Geekery of all stripes

Intro to Cloud Foundry and Bosh Part 3

· David Bishop

For the third (and probably final) part of this series, we’re going to setup a MySQL database and make it available on our Cloud Foundry instance as a service that webapps can use. After all, being able to push webapps to CF is neat, but without a database backend, it’s not really super useful. And we’re going with MySQL instead of something like PostgreSQL because, well, that’s what I got working first.

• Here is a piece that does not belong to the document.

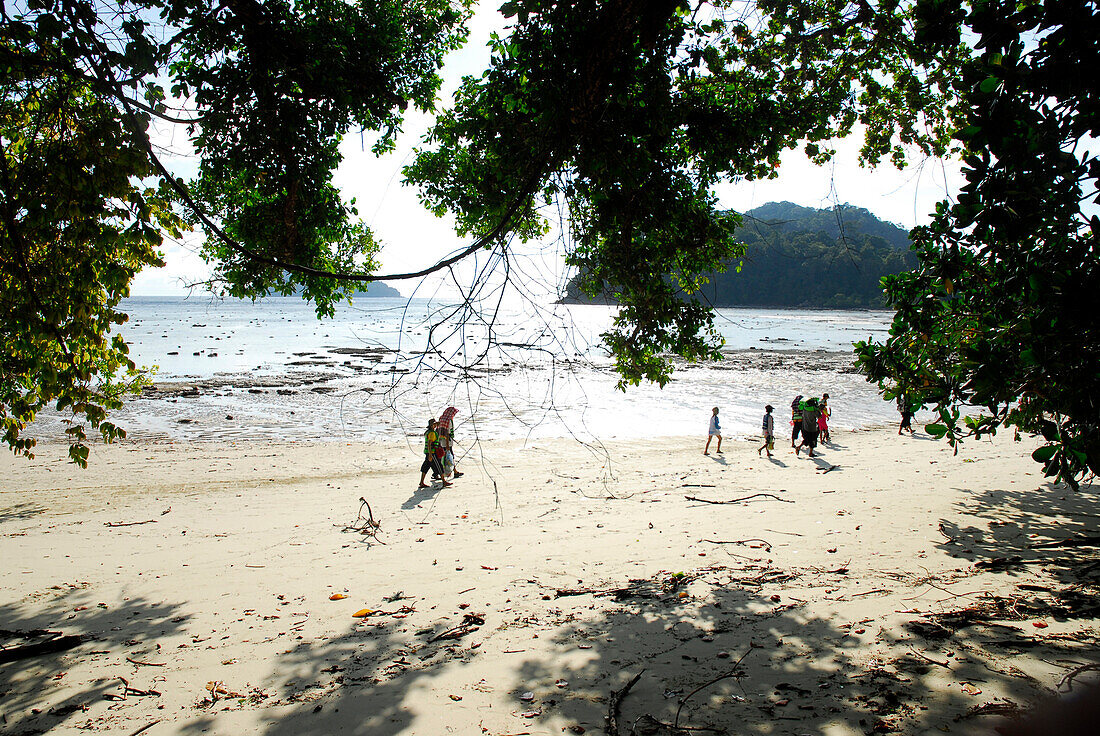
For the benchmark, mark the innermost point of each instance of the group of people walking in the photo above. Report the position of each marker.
(439, 450)
(809, 420)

To make this easy, we’re going to use BOSH to provision the MySQL VM. And because I love standing on the shoulders of giants, we’re going to use a premade BOSH release. So, step one is to clone https://github.com/cloudfoundry/cf-mysql-release into ~/workspace/. Note - unless you want to dig around and edit some scripts later, you do have to have that in ~/workspace/cf-mysql-release/. I’ll be proceeding under that assumption.

I mentioned this in a previous article, but one of the things that BOSH uses is templates of virtual machines, called “stemcells”. The stemcells can be turned into a running VM of any stripe - database, webserver, what have you. And the stemcells can be based off of any given linux distribution - ubuntu, CentOS, whatever. But a given BOSH release might depend (or at least only be “guaranteed” to work with) a specific stemcell. Seeing as BOSH will be doing things like installing packages and compiling software, that makes sense. Compiling MySQL 5.5 on Ubuntu 12.1 is a very different proposition from doing the same thing on Centos 6.5. Each stemcell is also specific to a given virtual machine provider (or “CPI” - Cloud Provider Interface, in BOSH terminology). A stemcell that can be used with Amazon’s AWS is different than one that works with VMWare’s ESX or Xen. CPI’s differ in terms of what type of filesystem images they accept, among other things. In this case, we’re going to be getting a stemcell of a Ubuntu “Trusty” that’s configured to work with VMware’s Vsphere (and by not-a-coincidence, will also work with VirtualBox). To read more about the details of uploading stemcells and all that entails, checkout (this link)[http://docs.cloudfoundry.org/deploying/openstack/uploading_bosh_stemcell.html], but while you’re doing that run the following:

bosh upload stemcell https://s3.amazonaws.com/bosh-jenkins-artifacts/bosh-stemcell/vsphere/bosh-stemcell-2719.3-vsphere-esxi-ubuntu-trusty-go_agent.tgz

Now we’re going to go into the cf-mysql-release directory and run the following commands:

./update
bosh upload release releases/cf-mysql-16.yml
./bosh-lite/make_manifest_spiff_mysql
bosh deploy

This whole process will take a while, depending on the size of your computer. On a fairly recent MacBook Pro, it took around 15 minutes.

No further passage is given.